I note, but do not rely upon, the uncontradicted expert testimony placed before CRAB by Narducci. Certified industrial hygienist Thomas Hamilton testified that (1) the IAQS procedure followed by Universal had been largely abandoned by the industry by the time the test was conducted in 1994; (2) the “more standard” Anderson N6 test was available no later than 1986; (3) the selected IAQS procedure was found to kill specimens during the testing process and thus could grossly underestimate spore counts; and (4) the selected IAQS procedure only tested for viable (live) spores despite the fact that dead spores are also potentially pathogenic. I will assume, arguendo, that the reported counts accurately reflect the number of spores present in each location.
The Ben-Hem, the Lilja School, and Narducci’s residence were the three buildings tested.
The board emphasizes the testimony of Narducci’s own expert witness that the genera of molds to which she proved sensitive (Penicillium, Aspergillus, and Cladosporium) are “the most common molds” and tend to be present “in nearly every sample we collect.” A substantial caveat has been omitted by the board: that there are individual species of molds in these three genera which are not common and are sometimes pathogenic.
Separately, I note the obvious fact that the report does not provide any grounds for an inference that only the growths identified in the report were present at any or all of the testing sites. At most, one can exclude only those growths actually tested for and found to be absent.
Doctor Davis (see note 4, supra) reported that he was “unable to document any specific organic disease of the respiratory tract at this time that would account for [Narducci] being considered as totally disabled from gainful employment.” For present purposes, it is not relevant whether Narducci is disabled from all gainful employment.
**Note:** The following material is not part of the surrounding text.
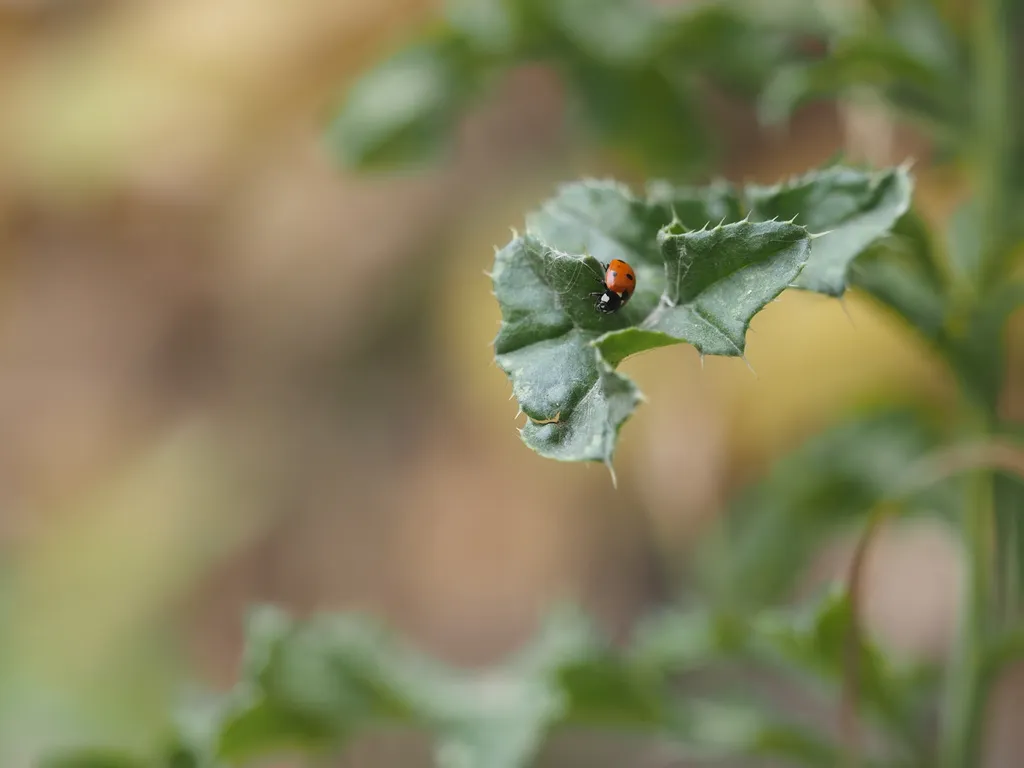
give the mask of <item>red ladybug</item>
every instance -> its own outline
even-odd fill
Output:
[[[633,295],[636,290],[636,273],[621,259],[612,259],[604,270],[604,286],[603,291],[590,295],[598,297],[594,304],[597,311],[610,315],[626,306],[629,297]]]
The proper inquiry is instead whether she is disabled in such a way as to preclude further service as a music teacher. See Quincy Retirement Bd. v. Contributory Retirement Appeal Bd., 340 Mass. 56, 60 (1959) (“the incapacity referred to is the substantial inability of an applicant to perform the duties of [her] particular job or work of a similar nature or for which [her] training and qualifications fit [her]”).
In my view there would be no need for consideration of Narducci’s additional claim that CRAB committed an error of law by effectively requiring proof of an “unusually traumatic event.”